FIG. 3 is a cutaway top view of the launcher pouch 26 of the device of FIGS. 1 and 2. What is critical in the design of the pouch 26 and the ball 32 is that when tension is placed on the grasping tab 30 when the pitcher pulls back on the grasping tab 30 in the tensioning direction T, the side walls 33 of the inner surface of the launching pouch 26 will pinch in direction P against the compressible ball inserted into the ball receptacle 36. Alternatively, the side walls 33 will travel opposite to direction P when the user releases the grasping tab 30. The result, as stated above, is a clean release of the ball 32 for a pitching shot for the batter. FIG. 4 depicts how the system operates as a pitching training aid for baseball/softball batting practice.

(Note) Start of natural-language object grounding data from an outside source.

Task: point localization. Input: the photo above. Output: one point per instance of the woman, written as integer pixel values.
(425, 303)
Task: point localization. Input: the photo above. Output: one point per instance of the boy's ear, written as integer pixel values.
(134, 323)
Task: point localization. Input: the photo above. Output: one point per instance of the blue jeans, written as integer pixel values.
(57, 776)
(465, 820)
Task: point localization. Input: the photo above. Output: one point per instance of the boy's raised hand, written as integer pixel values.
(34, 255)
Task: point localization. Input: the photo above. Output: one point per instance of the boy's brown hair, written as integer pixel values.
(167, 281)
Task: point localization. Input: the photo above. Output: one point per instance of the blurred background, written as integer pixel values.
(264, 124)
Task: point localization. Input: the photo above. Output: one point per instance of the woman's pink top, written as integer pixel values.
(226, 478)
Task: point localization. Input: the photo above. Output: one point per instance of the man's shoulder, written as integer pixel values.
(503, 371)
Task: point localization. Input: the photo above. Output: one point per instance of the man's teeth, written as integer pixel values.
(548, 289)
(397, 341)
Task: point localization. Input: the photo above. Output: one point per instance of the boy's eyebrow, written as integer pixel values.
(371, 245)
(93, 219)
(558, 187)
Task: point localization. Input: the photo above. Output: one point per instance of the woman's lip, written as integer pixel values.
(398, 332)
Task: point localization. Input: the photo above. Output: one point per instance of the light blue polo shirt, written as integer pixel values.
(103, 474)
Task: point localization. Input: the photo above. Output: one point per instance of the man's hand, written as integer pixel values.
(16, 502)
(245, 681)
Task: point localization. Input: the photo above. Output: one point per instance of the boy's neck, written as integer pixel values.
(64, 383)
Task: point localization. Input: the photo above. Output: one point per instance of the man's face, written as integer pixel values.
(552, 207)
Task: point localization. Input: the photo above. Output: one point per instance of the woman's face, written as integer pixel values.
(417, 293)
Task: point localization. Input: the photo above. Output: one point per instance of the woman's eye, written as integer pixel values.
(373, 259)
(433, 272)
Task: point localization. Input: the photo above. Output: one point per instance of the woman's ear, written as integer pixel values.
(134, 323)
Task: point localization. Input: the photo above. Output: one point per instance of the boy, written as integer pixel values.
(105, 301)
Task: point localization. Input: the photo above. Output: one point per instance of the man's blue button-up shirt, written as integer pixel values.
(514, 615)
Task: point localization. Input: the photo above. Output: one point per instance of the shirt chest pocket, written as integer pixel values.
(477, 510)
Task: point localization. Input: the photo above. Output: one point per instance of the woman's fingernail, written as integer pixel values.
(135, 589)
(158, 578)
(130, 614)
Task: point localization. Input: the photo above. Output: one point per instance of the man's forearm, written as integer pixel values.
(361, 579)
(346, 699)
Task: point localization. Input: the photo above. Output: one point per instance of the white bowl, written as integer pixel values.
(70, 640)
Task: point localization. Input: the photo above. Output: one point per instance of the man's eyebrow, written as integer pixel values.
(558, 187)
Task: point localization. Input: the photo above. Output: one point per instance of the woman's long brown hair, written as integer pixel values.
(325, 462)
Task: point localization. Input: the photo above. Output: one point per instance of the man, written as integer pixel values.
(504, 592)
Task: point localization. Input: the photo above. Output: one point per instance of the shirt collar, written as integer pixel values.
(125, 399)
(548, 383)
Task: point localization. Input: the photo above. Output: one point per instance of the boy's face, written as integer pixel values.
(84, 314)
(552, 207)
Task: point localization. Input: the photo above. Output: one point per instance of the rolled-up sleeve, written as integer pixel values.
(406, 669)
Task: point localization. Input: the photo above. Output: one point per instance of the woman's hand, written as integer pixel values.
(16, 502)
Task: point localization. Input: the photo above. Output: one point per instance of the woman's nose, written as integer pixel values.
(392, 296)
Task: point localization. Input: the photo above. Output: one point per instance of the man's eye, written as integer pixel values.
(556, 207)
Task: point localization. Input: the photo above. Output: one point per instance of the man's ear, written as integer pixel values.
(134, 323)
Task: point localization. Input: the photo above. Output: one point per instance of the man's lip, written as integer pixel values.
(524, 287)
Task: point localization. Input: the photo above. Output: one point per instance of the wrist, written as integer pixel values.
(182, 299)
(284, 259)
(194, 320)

FIG. 4 is a side view of the method for use of the assembly of FIG. 1. The pitcher and batter 44 are separated by spacing S; this can actually be 60 (sixty) feet, 6 (six) inches, which is the same distance between a regulation pitcher's mound and home plate. Because of the simplicity of the design of the current invention, it eliminates the need for the pitcher to really understand the pitching motion. The pitcher needs only to shoot the compressible ball 32 at the imaginary strike zone 46 of the batter 44. Because there is no pitcher's windup, that batter's skill is actually tested more than with a conventional pitcher, because there is no telegraphing of the pitch. This makes the timing of the pitch much more difficult for the batter. Finally, turning to FIG. 5, we can examine the method for creating and using the assembly of the present invention.

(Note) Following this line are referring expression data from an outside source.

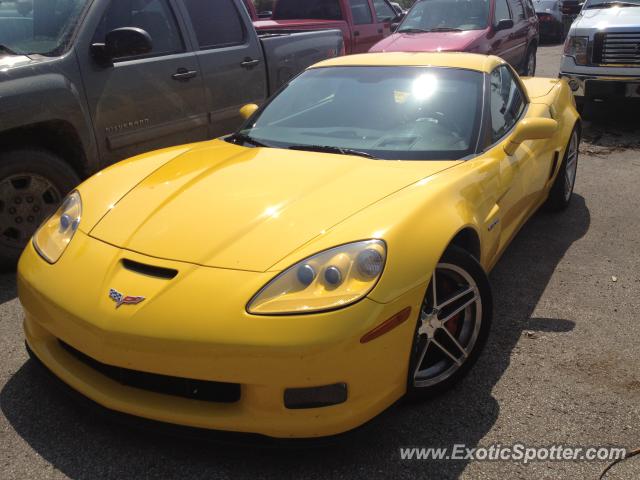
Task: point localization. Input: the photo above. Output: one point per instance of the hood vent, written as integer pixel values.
(150, 270)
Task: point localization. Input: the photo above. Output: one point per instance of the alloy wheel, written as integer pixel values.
(26, 200)
(449, 325)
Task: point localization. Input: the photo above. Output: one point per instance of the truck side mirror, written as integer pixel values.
(504, 24)
(248, 110)
(121, 43)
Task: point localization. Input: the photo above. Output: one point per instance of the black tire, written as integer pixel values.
(561, 192)
(33, 182)
(471, 328)
(529, 62)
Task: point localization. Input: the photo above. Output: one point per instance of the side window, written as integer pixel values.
(154, 17)
(518, 11)
(529, 8)
(361, 12)
(216, 27)
(384, 12)
(502, 11)
(507, 102)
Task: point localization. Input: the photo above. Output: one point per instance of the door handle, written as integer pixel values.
(183, 74)
(249, 62)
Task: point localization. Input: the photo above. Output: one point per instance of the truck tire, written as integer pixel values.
(33, 182)
(529, 65)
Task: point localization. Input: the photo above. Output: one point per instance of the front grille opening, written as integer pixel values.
(219, 392)
(315, 397)
(150, 270)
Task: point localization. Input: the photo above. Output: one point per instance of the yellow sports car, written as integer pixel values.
(296, 278)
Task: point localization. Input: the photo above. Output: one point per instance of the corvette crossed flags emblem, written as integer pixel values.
(121, 299)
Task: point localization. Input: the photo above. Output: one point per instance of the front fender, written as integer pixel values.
(417, 223)
(105, 189)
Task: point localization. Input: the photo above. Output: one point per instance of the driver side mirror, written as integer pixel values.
(504, 24)
(248, 110)
(530, 129)
(121, 43)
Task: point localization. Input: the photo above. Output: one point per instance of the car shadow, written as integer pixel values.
(8, 290)
(611, 125)
(85, 446)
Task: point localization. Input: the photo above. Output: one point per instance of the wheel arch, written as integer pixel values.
(57, 136)
(467, 239)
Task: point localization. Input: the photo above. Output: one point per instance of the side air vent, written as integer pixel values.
(554, 164)
(150, 270)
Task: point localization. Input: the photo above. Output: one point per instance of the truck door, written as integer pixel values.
(364, 31)
(385, 15)
(231, 60)
(147, 102)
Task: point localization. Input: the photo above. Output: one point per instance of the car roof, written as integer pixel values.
(470, 61)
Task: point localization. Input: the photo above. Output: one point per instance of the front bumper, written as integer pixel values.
(600, 82)
(195, 327)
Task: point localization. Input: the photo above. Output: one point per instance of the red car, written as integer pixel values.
(362, 22)
(507, 28)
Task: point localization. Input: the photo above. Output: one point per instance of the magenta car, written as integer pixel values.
(507, 28)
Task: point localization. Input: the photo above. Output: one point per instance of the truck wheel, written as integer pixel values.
(33, 182)
(529, 67)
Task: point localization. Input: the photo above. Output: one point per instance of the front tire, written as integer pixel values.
(562, 189)
(33, 182)
(453, 325)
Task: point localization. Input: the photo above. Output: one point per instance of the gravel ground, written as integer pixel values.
(561, 365)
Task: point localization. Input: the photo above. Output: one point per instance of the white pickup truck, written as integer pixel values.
(601, 57)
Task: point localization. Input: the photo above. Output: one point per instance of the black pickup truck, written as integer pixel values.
(85, 83)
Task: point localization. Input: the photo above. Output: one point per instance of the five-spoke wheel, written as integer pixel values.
(453, 324)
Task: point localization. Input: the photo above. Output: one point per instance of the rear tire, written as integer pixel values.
(529, 67)
(458, 322)
(562, 189)
(33, 182)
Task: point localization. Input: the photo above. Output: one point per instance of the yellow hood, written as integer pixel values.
(226, 206)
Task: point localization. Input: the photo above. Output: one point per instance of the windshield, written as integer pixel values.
(38, 26)
(314, 9)
(403, 113)
(434, 15)
(611, 3)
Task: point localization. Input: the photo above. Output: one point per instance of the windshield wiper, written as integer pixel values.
(412, 30)
(244, 138)
(445, 29)
(329, 149)
(612, 4)
(4, 48)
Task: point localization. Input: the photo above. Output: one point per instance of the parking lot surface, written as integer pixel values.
(560, 367)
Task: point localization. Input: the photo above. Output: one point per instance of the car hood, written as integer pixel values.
(226, 206)
(601, 18)
(427, 42)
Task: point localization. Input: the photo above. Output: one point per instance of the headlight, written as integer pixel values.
(56, 232)
(328, 280)
(576, 47)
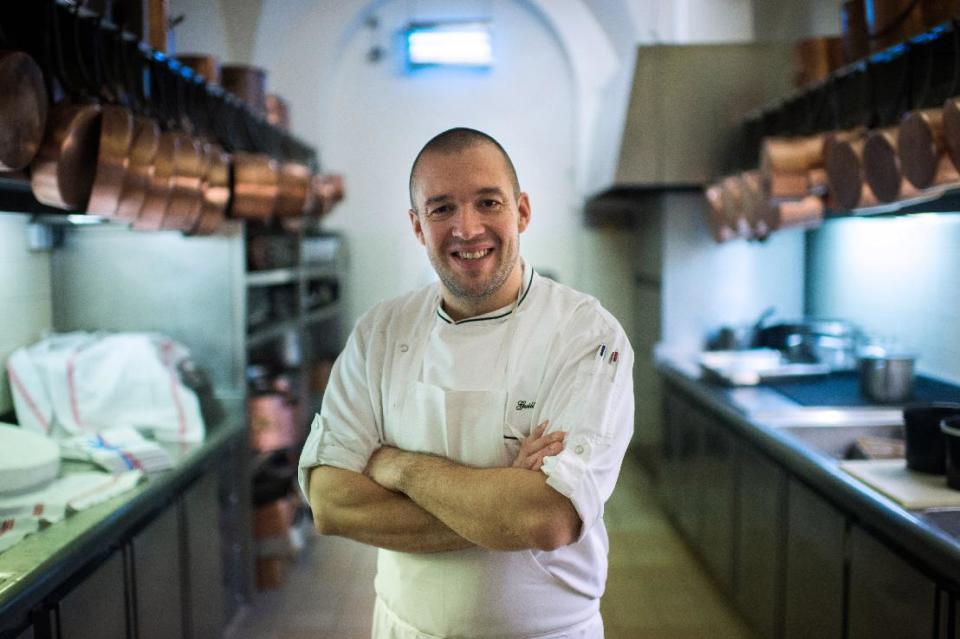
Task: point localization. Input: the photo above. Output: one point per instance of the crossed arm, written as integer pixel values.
(415, 502)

FIG. 5 is a flowchart depicting the methods for creating 48 and practicing 50 with the baseball/softball training device assembly of the present invention. The users can either start with a completed training device 10, or they can actually convert a conventional slingshot to function as a training device 10. If converting a conventional slingshot, the user begins by obtaining a conventional slingshot 100. Next, the conventional pouch or pocket is replaced with the launcher pouch 26 described hereinabove. Usually this can be most easily accomplished by cutting or pulling off the loop inserts from the conventional slingshot and replacing them with new loop inserts that are a part of and/or already attached to the launcher pouch 26.

After obtaining the compressible ball 102, the user places the compressible ball into the launcher pouch 106. If the ball has apertures formed in it, the user orients the ball in the pouch 108 in order to generate the desired drag and resultant curved flight characteristic when shot.

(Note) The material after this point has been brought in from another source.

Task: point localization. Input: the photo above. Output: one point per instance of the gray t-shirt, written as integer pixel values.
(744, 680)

Next, the “pitcher” pulls back on the pouch via the grasping tab until the desired tension in the elasticized bands is achieved 110. The pitcher then aims the baseball/softball training device at the batter's strike zone 112, and releases the grasping tab 114. The compressible ball will immediately be released and will travel towards the strike zone at speeds verified to be up to 70 (seventy) miles an hour; hitting this undersized ball at such a speed has proven to provide an extremely realistic and high-quality batting practice.

While the application as a pitching practice system is disclosed specifically herein, other uses for this unique assembly have been tested and are extremely desirable. Namely, an alternative game to paint ball. The players each are armed with the training device 10 and a plurality of compressible balls 32 of the present invention (and safety glasses). The object is then to shoot and hit one another with the compressible balls 32. Because the compressible balls 32 are much softer than paint balls, this game is just as high-speed, without the danger and pain associated with paintball.

Those skilled in the art will appreciate that various adaptations and modifications of the just-described preferred embodiment can be configured without departing from the scope and spirit of the invention. Therefore, it is to be understood that, within the scope of the appended claims, the invention may be practiced other than as specifically described herein.